Here Comes the Judge

Courts, no matter how Supreme, are not known for thier ability to handle scientific evidence. The economics behind Obamacare, or the Affordable Care Act, ought to be at the heart of the case currently before the US supreme court. It isn't. The Administration is not arguing the economics, perhaps anticpating that the Justices would not understand. They might be right.

ACA require everyone to buy health insurance. Otherwise something called adverse selection kicks in - only those likely to get sick buy insurance making it prohibitively expensive for those who remain. Justice Scalia doesn't get it:

You could say that about buying a car. If -- if people don't buy cars, the price that those who do buy cars pay will have to be higher. So you could say in order to bring the price down, you are hurting these other people by not buying a car. (See here page 19 line 10)
Anyone who has opened an economics text book can answer that one.
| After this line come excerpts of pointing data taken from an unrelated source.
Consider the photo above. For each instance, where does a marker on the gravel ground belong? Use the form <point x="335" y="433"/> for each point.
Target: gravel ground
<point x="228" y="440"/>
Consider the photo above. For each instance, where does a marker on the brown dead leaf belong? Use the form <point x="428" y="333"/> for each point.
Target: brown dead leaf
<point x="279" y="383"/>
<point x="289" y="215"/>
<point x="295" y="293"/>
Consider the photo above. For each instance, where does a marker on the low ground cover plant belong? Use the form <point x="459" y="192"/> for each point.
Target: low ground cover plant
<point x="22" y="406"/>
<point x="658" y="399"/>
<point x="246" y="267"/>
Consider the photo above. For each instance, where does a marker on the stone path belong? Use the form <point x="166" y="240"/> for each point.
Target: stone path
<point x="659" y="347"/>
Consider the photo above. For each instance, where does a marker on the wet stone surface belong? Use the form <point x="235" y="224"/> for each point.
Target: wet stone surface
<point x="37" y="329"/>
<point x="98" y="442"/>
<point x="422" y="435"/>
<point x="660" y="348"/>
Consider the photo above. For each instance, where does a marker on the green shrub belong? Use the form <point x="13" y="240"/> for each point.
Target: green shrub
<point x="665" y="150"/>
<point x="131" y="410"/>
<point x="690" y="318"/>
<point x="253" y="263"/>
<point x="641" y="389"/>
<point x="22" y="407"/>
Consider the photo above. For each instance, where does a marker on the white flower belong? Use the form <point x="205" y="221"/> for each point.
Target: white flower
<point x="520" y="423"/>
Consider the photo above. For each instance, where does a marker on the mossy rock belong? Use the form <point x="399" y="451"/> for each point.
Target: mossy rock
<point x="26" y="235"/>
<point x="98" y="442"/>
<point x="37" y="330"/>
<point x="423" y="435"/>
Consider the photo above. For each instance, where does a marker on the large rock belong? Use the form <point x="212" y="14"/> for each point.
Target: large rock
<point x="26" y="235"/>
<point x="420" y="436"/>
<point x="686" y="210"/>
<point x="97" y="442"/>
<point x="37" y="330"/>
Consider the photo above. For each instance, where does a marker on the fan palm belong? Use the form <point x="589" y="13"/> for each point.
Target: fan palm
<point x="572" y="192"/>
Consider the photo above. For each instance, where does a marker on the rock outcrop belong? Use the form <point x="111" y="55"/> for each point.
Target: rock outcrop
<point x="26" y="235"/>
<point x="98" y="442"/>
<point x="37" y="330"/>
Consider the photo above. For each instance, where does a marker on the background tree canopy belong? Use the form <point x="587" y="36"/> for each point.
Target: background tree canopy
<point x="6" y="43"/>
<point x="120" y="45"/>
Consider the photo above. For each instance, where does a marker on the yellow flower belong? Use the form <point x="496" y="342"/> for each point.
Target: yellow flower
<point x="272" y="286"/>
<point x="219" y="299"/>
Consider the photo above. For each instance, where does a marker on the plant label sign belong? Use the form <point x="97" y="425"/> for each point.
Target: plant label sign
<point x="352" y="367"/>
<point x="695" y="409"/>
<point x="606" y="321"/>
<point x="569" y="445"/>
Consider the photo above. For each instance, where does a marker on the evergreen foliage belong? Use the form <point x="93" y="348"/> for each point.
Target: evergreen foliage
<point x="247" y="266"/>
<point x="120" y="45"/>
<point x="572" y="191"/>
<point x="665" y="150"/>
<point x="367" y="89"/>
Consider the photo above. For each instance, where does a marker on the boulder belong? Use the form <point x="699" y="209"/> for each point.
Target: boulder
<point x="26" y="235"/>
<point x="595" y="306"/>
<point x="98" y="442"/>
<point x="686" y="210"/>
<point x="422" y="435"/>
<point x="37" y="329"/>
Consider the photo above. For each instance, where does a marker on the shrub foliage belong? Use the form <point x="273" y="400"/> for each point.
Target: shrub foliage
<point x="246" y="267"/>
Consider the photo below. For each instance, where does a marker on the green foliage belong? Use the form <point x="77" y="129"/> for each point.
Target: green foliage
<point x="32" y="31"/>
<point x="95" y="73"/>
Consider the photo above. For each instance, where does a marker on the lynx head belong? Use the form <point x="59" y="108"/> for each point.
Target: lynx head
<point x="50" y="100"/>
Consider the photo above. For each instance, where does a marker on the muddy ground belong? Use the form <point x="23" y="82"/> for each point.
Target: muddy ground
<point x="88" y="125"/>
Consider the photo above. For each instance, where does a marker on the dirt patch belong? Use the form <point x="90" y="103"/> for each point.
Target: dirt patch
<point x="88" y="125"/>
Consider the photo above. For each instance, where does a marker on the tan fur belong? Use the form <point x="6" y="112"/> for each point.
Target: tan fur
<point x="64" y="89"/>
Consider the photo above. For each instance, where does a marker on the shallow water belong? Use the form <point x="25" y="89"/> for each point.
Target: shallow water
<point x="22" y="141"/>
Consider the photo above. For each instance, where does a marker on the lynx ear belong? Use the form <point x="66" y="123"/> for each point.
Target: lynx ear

If some people don't buy cars then the demand for cars falls.  The price falls not rises. (The demand schedule moves down and intersects the supply schedule at a lower point giving a lower equilibrium price.)

You might want to argue about whether supply curves really slope upward the way they do in textbooks but that is beside the point. The issue is that insurance is not like a textbook competitive market and the comparison with cars or broccoli is irrelevant. Adverse selection is a market failure and governments need to intervene to correct it.